There are 37.2 trillion cells in the human body. 37.2 trillion tiny, perfect machines that have the capacity to turn the food we eat into energy, to allow our muscles to contract and release, to channel electricity just so, so that our heart can beat in a rhythm that allows our blood to pick up oxygen from the lungs and deliver it to the farthest reaches of our body. The neurons that make up our brain send signals to each other that allow us to hear, to taste, to move, to think, to seek, and to dream. These beautiful, microscopic cells are the very fiber of our being. What’s more, they’re all different. Each cell carries a complete copy of your unique DNA, but also has the capacity to pick and choose which parts of that DNA to read and to translate into proteins. This ability is what makes a heart cell a heart cell or a brain cell a brain cell. Without that ability and without the ability of each of these unique cells to work together, we couldn’t exist. A perfect balance must be maintained within our bodies, oxygen in and oxygen out, energy in and energy out, in order for us to function. It’s all so complicated that it’s hard to believe it actually works. And yet here we are. Isn’t that incredible?

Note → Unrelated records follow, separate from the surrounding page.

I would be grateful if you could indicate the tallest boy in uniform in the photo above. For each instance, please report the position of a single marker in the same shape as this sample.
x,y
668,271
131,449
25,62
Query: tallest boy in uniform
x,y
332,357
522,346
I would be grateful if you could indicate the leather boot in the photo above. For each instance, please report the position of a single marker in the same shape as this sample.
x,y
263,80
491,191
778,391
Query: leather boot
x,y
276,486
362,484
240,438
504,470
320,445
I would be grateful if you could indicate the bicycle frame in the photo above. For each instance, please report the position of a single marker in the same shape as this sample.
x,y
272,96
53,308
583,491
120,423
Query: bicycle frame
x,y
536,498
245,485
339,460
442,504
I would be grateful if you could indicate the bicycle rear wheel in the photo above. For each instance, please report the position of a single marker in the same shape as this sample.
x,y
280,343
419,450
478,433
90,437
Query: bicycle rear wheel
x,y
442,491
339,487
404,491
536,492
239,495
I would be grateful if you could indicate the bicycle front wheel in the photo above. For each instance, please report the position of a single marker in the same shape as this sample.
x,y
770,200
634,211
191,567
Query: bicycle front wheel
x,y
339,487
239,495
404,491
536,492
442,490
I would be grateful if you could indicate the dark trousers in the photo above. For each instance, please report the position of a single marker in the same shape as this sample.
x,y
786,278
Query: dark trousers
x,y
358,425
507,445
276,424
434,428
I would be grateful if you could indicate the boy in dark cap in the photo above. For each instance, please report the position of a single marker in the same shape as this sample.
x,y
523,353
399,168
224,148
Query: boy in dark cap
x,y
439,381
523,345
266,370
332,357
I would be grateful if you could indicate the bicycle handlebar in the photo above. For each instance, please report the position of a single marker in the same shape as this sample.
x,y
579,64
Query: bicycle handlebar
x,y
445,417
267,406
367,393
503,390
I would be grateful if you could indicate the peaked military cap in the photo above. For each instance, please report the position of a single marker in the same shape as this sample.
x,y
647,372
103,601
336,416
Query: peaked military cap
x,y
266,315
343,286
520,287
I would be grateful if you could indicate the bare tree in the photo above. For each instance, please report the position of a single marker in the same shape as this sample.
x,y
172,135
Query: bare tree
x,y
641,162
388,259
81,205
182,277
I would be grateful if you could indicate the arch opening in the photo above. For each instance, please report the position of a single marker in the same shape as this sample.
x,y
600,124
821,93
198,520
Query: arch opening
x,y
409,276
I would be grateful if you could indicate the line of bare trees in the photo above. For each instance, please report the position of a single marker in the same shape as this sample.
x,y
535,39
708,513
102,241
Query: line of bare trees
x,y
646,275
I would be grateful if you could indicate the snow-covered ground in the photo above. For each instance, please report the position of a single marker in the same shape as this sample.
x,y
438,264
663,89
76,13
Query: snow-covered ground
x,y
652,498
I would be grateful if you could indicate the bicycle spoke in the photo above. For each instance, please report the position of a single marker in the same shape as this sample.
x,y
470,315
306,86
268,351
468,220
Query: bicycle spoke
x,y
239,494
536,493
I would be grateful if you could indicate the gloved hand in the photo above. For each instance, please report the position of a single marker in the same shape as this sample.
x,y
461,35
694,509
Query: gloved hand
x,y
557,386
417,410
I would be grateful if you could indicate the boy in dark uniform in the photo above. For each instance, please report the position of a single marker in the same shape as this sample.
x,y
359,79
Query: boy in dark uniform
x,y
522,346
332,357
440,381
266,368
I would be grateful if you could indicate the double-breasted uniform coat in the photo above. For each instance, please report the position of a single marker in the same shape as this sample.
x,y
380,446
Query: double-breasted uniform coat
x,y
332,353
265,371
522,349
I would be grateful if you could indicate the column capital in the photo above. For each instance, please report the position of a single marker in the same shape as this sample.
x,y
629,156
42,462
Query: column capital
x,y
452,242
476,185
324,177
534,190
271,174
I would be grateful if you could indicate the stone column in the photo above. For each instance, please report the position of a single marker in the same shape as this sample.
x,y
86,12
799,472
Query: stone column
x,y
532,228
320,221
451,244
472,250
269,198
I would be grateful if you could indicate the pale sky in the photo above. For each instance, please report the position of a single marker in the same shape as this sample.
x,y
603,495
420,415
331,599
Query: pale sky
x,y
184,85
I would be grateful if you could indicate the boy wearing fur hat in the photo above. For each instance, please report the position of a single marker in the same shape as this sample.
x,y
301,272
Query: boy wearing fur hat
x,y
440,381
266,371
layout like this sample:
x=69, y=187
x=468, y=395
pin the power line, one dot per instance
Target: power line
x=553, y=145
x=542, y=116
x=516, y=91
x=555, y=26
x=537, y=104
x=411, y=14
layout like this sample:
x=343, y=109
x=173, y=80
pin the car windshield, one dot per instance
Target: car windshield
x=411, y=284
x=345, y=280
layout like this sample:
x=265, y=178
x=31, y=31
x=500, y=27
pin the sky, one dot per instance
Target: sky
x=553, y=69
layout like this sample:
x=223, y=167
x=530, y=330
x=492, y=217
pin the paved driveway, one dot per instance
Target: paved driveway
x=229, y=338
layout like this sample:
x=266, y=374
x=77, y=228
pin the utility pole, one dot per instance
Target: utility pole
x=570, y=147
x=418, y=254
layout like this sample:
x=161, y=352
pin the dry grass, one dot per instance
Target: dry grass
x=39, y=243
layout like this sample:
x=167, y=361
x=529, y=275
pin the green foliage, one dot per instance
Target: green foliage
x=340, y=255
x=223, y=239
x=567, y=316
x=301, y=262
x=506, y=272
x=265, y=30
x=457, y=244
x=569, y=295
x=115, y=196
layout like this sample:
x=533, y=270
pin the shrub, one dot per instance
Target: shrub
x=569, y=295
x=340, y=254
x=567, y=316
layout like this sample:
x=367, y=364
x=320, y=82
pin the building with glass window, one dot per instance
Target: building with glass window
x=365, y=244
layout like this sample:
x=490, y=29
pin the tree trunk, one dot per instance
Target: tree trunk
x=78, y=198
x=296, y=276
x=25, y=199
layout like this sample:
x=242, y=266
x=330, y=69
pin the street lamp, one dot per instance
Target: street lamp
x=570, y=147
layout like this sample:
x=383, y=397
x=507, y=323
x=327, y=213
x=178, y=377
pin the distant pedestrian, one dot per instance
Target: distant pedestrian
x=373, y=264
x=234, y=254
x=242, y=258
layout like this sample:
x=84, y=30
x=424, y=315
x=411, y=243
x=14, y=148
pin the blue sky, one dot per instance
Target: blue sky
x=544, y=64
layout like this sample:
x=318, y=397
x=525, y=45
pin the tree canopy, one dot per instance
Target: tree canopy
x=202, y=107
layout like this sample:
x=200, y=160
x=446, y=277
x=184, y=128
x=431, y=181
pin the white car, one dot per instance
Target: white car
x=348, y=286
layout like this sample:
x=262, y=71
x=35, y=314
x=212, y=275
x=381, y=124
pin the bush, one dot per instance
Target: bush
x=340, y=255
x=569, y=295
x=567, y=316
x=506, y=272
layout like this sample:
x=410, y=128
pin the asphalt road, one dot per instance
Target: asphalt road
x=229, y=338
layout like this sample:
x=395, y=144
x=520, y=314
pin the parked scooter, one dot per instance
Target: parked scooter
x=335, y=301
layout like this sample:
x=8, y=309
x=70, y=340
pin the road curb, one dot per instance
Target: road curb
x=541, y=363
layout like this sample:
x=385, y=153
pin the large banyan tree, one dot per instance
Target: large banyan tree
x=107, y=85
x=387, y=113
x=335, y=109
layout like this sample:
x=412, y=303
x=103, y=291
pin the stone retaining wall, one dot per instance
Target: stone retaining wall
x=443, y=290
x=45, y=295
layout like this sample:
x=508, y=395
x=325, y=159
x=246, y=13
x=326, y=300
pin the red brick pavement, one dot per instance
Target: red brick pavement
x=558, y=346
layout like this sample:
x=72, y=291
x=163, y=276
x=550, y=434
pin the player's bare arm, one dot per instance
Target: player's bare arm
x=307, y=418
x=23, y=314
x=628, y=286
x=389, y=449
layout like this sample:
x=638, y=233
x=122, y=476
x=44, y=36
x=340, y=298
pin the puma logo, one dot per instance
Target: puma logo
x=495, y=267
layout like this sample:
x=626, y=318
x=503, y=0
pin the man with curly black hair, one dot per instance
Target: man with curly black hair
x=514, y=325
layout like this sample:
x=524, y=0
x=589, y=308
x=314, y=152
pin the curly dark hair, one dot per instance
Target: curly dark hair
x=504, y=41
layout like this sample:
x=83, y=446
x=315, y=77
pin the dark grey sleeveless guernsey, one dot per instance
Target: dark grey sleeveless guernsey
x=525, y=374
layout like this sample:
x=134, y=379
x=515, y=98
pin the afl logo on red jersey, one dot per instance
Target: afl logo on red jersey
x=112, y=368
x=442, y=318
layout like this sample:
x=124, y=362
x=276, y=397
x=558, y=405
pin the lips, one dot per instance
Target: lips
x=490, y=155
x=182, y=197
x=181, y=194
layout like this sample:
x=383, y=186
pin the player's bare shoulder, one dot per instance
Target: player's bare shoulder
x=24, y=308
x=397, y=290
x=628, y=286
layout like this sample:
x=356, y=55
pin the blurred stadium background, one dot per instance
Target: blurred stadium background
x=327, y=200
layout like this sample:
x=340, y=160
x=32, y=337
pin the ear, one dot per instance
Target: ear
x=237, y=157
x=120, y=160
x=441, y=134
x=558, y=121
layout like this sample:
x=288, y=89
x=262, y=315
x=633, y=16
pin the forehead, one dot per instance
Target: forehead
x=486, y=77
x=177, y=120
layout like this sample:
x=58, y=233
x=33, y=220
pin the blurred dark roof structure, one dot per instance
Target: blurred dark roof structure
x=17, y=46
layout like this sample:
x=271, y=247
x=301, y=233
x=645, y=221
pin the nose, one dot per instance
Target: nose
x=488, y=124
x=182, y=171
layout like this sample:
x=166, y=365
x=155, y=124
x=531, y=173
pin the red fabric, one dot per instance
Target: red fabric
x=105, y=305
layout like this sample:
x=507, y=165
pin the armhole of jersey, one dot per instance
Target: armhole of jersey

One of my favorite lyrics is from a song by Regina Spektor. The line goes, “I got a perfect body ‘cause my eyelashes catch my sweat.” This concept, that the human body is perfect, not because of how it looks, but because of how well it works, is one that we hope to communicate through Epidemia apparel. We believe that our beauty is not based on what size we wear or how we look in a bikini, but, rather, goes much, much deeper than that. Each of us is beautiful because the things, the cells, that we are created from are beautiful and strong and indispensable.
In today’s social and political climate, it is easy to see that a woman who is aware of her own strength, beauty, and potential is not well received. Assertive little girls are bossy while assertive little boys are leaders. A woman who expresses her emotions is weak and one who doesn’t is cold. Young women are taught to voice their opinions, but not too loudly and never while a man is speaking. It can be very difficult to drown out the messages children receive from society at large that state clearly that boys wear blue and pursue careers while girls wear pink, raise children, and keep house. Femininity and careers in male-dominated fields like science, medicine, math, and engineering are presented as being mutually exclusive. Everyone knows that boys don’t like a know it all.
By the age of ten I knew that I was an artsy girl, a girl who loved theatre, reading, and writing. I loved to wear pretty dresses and try new hairstyles. I spent entire soccer games dancing around the field picking flowers. I was a girly girl, no doubt about it, with a closet full of glittery shirts and zebra print scrunchies. But I was also more than that. I was a kid who spent hours trying to make homemade casts to put on pretend broken arms. I once asked for crutches as a birthday present and spent my allowance on medical supplies from CVS. Medicine called to me again and again throughout my childhood and teenage years, but each time I ignored it. It didn’t make sense, I thought. It was reading and writing and singing I was good at, not science. It wasn’t until after I started college that I began to think of medicine as a career path I could pursue. I started taking science courses and soon realized that I wasn’t so bad at it after all. Now, after having completed my first year of medical school, it seems clear to me that I convinced myself I wasn’t good at math and science because I thought I wasn’t supposed to be good at math and science.
That is the notion I hope to fight with Epidemia Designs. I hope to use strikingly beautiful images of what happens inside our bodies on a daily basis to show young girls that that same beauty and power manifests itself on the outside. I hope our clothing will make its wearers feel strong and confident and help to dispel the notion that femininity and science can’t go hand in hand. It is my dream that through our apparel and through the support of organizations like GirlStart that work everyday to give young girls hands-on scientific experiences, Epidemia Designs can play some small role in creating a future in which a little girl who looks up at the night sky or into a microscope thinks to herself, “One day I will understand the magnitude of what I am seeing right now. I will seek answers to difficult questions and I will make great discoveries. Then, through those answers and those discoveries, I will change the world.”